Just before the COVID-19 pandemic, Lilit suddenly showed up. I hadn’t seen her in years, since my childhood in Jerusalem. I started a multidisciplinary project based on her character that includes drawings, somatic exercises, and text messages.
The Lilit project is an urgent response to the isolation of the pandemic, it deals with healing and connectivity through a feminist lens. At a time that many of us felt intense fear, Lilit confronted collective and personal demons and addressed them.
I’ve been researching ancient depictions of Lilit in the Middle East, and made my own Lilit drawings. I created a phone number for her, and she is texting weekly messages to people who sign up with drawings, snippets about her life, and body-movement exercises. To sign up, text SUMMON (833) 575-1049, and Lilit will message you. A couple hundred people have already signed up through word of mouth.

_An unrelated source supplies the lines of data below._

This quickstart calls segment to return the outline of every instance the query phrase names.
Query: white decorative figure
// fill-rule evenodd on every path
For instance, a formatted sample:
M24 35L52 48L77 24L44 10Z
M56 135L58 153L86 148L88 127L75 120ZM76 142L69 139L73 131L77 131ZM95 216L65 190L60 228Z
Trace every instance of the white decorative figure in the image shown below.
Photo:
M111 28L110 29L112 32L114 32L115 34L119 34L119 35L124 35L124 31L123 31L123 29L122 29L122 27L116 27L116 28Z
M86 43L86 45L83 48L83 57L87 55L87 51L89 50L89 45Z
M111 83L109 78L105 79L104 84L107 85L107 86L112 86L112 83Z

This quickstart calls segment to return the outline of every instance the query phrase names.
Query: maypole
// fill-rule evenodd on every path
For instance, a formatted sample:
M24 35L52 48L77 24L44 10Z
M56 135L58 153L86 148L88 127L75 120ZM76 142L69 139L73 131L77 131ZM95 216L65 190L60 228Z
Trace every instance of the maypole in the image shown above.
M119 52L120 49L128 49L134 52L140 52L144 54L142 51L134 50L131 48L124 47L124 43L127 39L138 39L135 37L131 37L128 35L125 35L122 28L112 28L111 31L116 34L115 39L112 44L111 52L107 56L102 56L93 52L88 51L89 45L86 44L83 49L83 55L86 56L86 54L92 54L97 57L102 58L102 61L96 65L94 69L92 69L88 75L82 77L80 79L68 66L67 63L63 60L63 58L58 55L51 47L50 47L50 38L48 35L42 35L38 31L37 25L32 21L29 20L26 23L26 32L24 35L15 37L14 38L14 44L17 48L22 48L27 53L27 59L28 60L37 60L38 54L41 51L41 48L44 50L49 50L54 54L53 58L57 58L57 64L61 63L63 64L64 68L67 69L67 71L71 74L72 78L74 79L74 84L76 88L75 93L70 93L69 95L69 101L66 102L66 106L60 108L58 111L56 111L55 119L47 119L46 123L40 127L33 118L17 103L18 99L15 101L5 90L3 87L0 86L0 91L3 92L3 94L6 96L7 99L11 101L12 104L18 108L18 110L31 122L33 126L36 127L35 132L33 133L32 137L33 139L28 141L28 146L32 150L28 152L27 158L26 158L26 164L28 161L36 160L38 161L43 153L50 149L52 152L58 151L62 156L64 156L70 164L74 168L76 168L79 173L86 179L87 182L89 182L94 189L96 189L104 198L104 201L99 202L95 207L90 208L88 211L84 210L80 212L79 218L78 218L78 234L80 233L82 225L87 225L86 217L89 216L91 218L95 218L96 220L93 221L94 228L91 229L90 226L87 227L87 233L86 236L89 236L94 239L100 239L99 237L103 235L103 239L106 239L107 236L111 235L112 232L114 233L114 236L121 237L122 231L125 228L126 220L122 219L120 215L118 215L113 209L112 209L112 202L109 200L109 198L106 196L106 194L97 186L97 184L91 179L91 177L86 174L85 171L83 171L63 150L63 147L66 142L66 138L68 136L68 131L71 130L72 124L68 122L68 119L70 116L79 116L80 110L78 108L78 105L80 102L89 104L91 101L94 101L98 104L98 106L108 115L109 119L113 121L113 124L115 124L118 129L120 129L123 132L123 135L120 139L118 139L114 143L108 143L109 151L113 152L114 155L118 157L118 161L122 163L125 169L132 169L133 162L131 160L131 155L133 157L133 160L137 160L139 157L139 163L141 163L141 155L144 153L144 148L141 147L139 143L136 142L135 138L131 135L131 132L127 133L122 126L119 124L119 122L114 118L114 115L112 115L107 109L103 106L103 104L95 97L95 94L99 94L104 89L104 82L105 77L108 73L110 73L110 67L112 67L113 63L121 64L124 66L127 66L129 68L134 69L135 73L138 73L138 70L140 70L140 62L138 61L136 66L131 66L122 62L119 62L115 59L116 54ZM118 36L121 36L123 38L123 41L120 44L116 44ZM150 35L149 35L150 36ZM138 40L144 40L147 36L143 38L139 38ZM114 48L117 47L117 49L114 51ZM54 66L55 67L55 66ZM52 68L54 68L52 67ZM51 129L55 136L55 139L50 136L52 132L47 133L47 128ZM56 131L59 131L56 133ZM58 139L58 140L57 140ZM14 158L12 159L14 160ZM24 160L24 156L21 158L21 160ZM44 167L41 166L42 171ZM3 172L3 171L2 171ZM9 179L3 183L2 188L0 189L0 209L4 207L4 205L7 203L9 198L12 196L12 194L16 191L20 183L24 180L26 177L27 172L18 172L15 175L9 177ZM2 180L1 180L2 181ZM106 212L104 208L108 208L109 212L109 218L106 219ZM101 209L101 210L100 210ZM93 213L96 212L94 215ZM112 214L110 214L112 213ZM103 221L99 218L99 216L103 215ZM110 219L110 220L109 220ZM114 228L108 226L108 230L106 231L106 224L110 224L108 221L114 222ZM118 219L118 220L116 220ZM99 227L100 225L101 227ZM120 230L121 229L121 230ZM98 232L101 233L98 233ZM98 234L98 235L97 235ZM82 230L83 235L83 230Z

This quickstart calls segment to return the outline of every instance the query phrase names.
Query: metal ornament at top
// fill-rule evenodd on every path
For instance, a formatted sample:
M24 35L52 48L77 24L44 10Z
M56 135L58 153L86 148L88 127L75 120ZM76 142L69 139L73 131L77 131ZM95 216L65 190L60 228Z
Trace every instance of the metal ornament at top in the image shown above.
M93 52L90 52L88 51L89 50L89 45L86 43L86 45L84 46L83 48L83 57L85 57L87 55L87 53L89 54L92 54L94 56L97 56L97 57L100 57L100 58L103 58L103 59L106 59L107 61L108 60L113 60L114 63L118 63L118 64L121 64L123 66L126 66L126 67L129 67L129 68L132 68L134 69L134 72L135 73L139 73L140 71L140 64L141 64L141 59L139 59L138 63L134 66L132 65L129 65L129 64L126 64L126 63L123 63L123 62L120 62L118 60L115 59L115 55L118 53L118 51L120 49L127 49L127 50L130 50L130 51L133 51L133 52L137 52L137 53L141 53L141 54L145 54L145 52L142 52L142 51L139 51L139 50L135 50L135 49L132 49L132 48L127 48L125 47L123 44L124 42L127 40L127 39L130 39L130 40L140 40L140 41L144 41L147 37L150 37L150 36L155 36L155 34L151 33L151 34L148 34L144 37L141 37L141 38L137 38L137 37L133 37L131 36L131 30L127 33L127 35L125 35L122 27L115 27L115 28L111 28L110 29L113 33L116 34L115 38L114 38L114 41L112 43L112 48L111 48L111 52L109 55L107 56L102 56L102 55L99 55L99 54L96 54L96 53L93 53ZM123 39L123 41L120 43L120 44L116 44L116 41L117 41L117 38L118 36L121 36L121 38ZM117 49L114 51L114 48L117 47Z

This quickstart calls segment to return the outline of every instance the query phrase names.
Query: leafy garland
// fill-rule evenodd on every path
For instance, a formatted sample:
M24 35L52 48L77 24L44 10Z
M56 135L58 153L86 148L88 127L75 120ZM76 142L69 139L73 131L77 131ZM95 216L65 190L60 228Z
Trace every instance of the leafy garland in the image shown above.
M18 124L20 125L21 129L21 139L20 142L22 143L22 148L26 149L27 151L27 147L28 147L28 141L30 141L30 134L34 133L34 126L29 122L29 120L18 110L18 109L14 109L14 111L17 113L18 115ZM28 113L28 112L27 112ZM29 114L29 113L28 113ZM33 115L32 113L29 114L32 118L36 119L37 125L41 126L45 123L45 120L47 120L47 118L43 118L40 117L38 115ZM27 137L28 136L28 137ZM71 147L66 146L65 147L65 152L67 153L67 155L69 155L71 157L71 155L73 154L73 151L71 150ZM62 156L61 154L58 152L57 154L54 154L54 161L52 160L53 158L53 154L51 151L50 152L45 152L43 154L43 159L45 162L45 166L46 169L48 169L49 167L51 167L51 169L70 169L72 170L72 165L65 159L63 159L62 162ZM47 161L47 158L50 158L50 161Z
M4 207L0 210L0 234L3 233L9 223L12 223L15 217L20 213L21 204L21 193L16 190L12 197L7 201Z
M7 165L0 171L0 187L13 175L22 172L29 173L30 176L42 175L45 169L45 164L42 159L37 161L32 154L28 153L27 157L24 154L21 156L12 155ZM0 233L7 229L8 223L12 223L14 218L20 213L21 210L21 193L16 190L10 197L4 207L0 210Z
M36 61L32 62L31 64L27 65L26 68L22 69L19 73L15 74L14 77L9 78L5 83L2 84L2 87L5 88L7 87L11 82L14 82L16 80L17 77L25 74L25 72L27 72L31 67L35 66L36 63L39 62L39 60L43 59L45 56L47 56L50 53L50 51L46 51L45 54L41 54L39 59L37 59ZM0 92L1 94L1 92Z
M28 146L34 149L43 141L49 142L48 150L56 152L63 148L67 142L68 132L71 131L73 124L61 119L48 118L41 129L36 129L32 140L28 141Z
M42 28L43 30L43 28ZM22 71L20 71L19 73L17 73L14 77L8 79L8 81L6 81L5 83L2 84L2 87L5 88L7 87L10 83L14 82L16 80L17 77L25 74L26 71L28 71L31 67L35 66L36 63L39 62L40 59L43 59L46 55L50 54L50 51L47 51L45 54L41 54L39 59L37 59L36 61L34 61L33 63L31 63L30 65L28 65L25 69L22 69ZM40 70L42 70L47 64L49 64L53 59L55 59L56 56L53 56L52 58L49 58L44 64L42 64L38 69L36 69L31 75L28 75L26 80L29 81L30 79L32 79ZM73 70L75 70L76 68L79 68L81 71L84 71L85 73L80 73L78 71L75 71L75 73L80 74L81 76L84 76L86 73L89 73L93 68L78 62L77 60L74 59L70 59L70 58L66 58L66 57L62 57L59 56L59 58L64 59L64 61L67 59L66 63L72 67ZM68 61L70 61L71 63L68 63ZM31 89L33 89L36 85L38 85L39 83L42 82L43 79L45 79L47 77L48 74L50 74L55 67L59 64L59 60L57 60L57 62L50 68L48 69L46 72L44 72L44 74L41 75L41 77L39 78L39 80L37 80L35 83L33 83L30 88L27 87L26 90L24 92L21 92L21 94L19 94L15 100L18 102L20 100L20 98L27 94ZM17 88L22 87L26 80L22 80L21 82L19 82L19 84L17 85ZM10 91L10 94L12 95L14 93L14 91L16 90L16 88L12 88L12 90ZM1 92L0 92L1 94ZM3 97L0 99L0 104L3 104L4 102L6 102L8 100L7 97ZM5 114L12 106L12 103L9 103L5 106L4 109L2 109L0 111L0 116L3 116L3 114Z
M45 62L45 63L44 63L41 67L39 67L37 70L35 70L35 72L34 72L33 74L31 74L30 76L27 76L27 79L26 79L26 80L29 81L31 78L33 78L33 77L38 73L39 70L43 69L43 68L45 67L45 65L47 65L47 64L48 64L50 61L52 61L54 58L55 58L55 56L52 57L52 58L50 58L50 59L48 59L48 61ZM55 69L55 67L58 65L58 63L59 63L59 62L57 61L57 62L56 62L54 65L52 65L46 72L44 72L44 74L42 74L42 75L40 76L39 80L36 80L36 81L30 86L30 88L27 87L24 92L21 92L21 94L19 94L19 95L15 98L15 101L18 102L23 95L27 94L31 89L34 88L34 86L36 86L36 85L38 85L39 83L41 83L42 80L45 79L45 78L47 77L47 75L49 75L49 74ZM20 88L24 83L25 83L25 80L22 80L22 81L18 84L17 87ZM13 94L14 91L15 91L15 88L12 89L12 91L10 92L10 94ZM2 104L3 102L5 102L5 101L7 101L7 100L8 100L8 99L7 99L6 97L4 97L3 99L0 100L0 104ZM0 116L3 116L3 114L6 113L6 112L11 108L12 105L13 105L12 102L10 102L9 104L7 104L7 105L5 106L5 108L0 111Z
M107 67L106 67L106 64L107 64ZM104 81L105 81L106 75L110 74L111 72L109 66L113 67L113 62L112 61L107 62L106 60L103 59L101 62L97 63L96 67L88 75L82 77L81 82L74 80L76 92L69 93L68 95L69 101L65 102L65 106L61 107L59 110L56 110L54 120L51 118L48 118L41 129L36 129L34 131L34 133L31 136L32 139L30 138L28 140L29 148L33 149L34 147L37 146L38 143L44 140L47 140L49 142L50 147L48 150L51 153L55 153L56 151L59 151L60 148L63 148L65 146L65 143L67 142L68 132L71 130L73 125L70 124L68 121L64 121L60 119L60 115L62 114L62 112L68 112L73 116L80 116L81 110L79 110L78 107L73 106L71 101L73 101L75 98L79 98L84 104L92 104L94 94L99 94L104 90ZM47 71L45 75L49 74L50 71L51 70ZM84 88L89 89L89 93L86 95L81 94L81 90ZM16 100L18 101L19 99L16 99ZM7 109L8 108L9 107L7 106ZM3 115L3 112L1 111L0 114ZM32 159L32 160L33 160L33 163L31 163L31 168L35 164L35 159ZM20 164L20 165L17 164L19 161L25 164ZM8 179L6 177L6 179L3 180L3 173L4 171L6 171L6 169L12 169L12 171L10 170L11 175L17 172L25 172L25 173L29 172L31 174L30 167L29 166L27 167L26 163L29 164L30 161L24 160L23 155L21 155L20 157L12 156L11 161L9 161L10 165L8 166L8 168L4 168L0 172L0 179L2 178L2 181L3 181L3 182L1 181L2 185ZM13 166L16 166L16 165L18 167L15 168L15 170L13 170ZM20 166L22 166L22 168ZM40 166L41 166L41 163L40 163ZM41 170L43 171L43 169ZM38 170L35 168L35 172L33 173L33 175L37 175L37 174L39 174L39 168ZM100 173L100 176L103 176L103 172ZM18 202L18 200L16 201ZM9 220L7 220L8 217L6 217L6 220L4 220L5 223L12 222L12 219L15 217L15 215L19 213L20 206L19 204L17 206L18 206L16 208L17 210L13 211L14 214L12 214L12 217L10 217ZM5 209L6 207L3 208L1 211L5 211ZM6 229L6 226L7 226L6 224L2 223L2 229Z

Many people message Lilit back about their performance of the somatic exercises, it’s quite touching.
Lilit is passionate about making distinctions between protective demons and the irredeemable devils of systemic, political evil, which need to be destroyed. She writes about shadow work, a spiritual practice that originated from Jung’s definition of the shadow of the self, which we don’t want to recognize as part of us. In doing shadow work, participants acknowledge and then integrate the shadows with their conscious self through actions, rituals, and language. It is a process of empathy and ultimately acceptance, and a continuation of magic bowls that the Jewish community trapped demons with around 2-6 CE in Babylon.
In ancient Babylon, when people were sick or in pain they would go to an artist-magician. That artist-magician would draw each individual a unique personal demon on a bowl, write a spell, and together they would turn the bowl upside down to “trap” the demon to remove its powers. Often the demon was Lilit. Verbalizing and visualizing pain can take away some of the demon’s charge.
Many of these bowls were signed by the artist, and they appear to have mostly been women. It’s interesting to think of this magical system of healing as a quiet opposition to the Rabbinical Talmud, which was completed around the same time in history and consisted exclusively of men. These bowls are a wonderful example of an ancient trauma medicine; they give an outlet to unpack trauma and give it a visualized representation.